As per Para 10 of IND AS 37, “A provision is a liability of uncertain timing or amount”.

Relevant extracts from the Published financials of one of the leading Telecom Company:

For FY 2018-19 when the liability was contingent in the nature:

“Demand for license fees pertaining to computation of Adjusted Gross Revenue (‘AGR’) and the interest thereon, due to difference in its interpretation. The definition of AGR is sub-judice and under dispute since 2005 before the TDSAT. Accordingly, DoT has raised the demand basis special audit done by DoT and Comptroller and Auditor General of India. The contingent liability includes such demand and interest thereto (excluding certain contentious matters, penalty and interest thereto) for the financial year for which demands have been received by the Company.”

For Quarter Ending Dec’19, when the liability was no longer contingent due to the occurrence of uncertain event (i.e Order of SC dated October 24,2019).

“In the previous quarter, arising from a judgement of the Hon’ble Supreme Court of India on October 24, 2019 (‘Court Judgement’), in the absence of any potential reliefs from the Government, the Group had recorded as a liability/provision an aggregate of Rs. 342,600 Million. The Court Judgement was in relation to a long outstanding industry-wide case upholding the view considered by Department of Telecommunications (‘DoT’) in respect of the definition of Adjusted Gross Revenue (‘AGR’)”

Material Uncertainty pertaining to Going Concern:

Kumar Mangalam Birla, chairman and co-promoter of Vodafone Idea, in December had said the company would shut shop if the government doesn’t provide relief on the liability it faces on past statutory dues after the apex court’s ruling.

As per SA 570 (R),”Going Concern” issued by ICAI,

“The going concern basis of accounting is a fundamental principle in the preparation of financial statements as discussed in paragraph 2, the preparation of the financial statements requires management to assess the entity’s ability to continue as a going concern even if the financial reporting framework does not include an explicit requirement to do so.

Management’s assessment of the entity’s ability to continue as a going concern involves making a judgment, at a particular point in time, about inherently uncertain future outcomes of events or conditions. The factors relevant to the judgement interalia include, “The degree of uncertainty associated with the outcome of an event or condition””

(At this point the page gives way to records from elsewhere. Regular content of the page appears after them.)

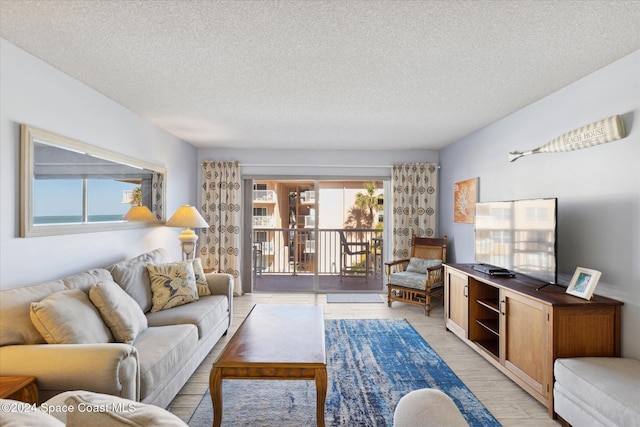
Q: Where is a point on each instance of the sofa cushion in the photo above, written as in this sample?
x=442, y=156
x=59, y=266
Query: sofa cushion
x=132, y=276
x=102, y=410
x=172, y=284
x=87, y=278
x=68, y=317
x=120, y=312
x=161, y=352
x=15, y=306
x=609, y=386
x=205, y=314
x=420, y=265
x=22, y=418
x=201, y=280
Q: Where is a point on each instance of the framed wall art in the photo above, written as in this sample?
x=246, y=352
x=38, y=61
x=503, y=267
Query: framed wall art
x=583, y=282
x=465, y=196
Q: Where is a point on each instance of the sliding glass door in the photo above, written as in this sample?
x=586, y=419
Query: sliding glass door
x=316, y=236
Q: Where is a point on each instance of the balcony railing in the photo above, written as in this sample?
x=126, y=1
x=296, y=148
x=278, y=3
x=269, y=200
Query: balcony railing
x=264, y=196
x=287, y=251
x=263, y=221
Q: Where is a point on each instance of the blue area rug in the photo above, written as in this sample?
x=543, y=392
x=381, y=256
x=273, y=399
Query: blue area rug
x=371, y=364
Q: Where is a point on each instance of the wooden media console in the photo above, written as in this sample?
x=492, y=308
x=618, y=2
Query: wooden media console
x=522, y=330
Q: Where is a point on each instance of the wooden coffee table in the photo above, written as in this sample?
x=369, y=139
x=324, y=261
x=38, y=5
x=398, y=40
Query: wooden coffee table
x=275, y=342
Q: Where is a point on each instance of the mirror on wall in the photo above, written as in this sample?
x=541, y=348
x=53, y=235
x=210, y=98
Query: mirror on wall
x=69, y=186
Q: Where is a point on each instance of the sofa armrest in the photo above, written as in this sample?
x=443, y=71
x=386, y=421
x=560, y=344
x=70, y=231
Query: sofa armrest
x=222, y=284
x=104, y=368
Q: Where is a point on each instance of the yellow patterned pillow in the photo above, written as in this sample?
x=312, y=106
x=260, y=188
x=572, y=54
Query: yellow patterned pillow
x=172, y=284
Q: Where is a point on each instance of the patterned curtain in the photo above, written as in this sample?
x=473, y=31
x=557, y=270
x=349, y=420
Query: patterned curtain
x=221, y=201
x=157, y=192
x=415, y=195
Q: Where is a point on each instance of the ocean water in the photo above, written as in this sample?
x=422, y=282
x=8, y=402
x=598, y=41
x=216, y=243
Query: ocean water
x=75, y=219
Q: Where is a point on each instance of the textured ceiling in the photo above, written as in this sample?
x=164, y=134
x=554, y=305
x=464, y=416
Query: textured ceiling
x=324, y=74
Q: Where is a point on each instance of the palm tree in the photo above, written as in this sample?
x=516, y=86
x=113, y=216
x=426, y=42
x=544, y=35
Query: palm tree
x=368, y=202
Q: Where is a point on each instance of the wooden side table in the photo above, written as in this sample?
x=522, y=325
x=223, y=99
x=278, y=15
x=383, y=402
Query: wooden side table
x=19, y=388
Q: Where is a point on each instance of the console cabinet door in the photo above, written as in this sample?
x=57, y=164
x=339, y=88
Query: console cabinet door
x=525, y=334
x=456, y=302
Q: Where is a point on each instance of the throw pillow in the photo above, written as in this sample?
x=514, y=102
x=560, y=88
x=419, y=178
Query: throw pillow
x=201, y=280
x=68, y=317
x=172, y=284
x=98, y=410
x=120, y=312
x=419, y=265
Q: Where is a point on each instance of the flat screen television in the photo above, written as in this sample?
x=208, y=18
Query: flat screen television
x=519, y=236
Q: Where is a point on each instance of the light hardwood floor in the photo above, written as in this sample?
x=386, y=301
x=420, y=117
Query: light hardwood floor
x=511, y=405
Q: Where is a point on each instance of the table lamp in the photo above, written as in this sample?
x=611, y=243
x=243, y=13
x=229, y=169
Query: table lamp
x=189, y=217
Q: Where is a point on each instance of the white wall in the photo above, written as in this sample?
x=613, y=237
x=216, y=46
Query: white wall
x=313, y=163
x=598, y=188
x=34, y=93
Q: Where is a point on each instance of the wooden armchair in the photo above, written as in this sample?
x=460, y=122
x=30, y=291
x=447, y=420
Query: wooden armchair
x=416, y=280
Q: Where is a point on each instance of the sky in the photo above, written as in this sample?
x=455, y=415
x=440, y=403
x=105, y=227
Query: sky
x=64, y=197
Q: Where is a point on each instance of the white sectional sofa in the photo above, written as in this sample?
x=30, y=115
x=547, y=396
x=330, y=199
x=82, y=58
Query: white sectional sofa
x=597, y=391
x=84, y=333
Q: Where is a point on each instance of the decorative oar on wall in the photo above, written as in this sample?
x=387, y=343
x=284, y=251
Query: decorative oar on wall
x=596, y=133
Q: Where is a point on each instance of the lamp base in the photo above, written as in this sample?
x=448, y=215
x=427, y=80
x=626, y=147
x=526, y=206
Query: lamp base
x=188, y=239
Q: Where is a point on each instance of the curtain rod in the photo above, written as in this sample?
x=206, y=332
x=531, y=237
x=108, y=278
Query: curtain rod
x=317, y=166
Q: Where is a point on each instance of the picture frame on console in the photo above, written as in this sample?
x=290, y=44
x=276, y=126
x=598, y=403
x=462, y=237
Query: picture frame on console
x=583, y=282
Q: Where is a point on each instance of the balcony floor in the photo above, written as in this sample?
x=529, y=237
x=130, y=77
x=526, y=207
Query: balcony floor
x=327, y=283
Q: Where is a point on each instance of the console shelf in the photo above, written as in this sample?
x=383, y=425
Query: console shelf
x=492, y=325
x=521, y=330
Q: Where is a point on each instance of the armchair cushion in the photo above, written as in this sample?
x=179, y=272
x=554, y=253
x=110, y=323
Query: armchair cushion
x=68, y=317
x=120, y=312
x=419, y=265
x=172, y=284
x=409, y=279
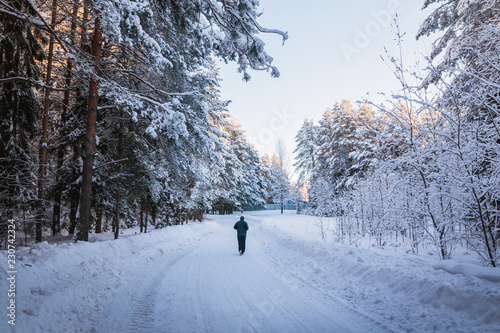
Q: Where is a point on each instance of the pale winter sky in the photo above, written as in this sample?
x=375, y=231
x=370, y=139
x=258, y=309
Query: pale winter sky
x=333, y=53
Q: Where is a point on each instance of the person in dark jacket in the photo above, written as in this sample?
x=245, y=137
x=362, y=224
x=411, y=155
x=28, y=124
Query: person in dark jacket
x=242, y=228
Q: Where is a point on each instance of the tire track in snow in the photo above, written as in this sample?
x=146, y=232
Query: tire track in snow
x=134, y=309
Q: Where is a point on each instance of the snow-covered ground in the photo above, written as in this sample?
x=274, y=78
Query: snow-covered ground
x=191, y=279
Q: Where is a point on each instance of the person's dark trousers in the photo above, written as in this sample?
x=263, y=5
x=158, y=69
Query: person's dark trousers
x=241, y=243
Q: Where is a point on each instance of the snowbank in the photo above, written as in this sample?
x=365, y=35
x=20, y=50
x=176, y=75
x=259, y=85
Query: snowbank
x=62, y=287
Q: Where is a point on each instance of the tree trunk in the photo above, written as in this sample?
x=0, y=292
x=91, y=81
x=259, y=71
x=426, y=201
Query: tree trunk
x=146, y=221
x=117, y=217
x=56, y=215
x=98, y=223
x=42, y=168
x=89, y=140
x=141, y=223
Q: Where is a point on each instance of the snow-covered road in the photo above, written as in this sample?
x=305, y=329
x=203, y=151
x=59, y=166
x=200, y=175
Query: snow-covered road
x=210, y=288
x=190, y=278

The extracts from the Published Financial Results of Vodafone Idea Limited,

“There exists material uncertainty that casts significant doubt on the Company’s ability to continue as a Going Concern and its ability to generate cash flows that it needs to settle, or refinance its liabilities including those relating to the SC AGR Judgement and Guarantees as they fall due. The company’s ability to continue as a Going Concern is essentially dependent on a positive outcome of the application for modification of the Supplementary order before the Honorable Supreme Court and subsequent agreement with DOT for the payment in installments after some moratorium and other reliefs. Pending the outcome of the above matters, these financial results have been prepared on a Going Concern Basis.”

It is also pertinent to note that the assets and liabilities would be required to be valued on Realizable basis, when the entity ceases to continue as a going concern.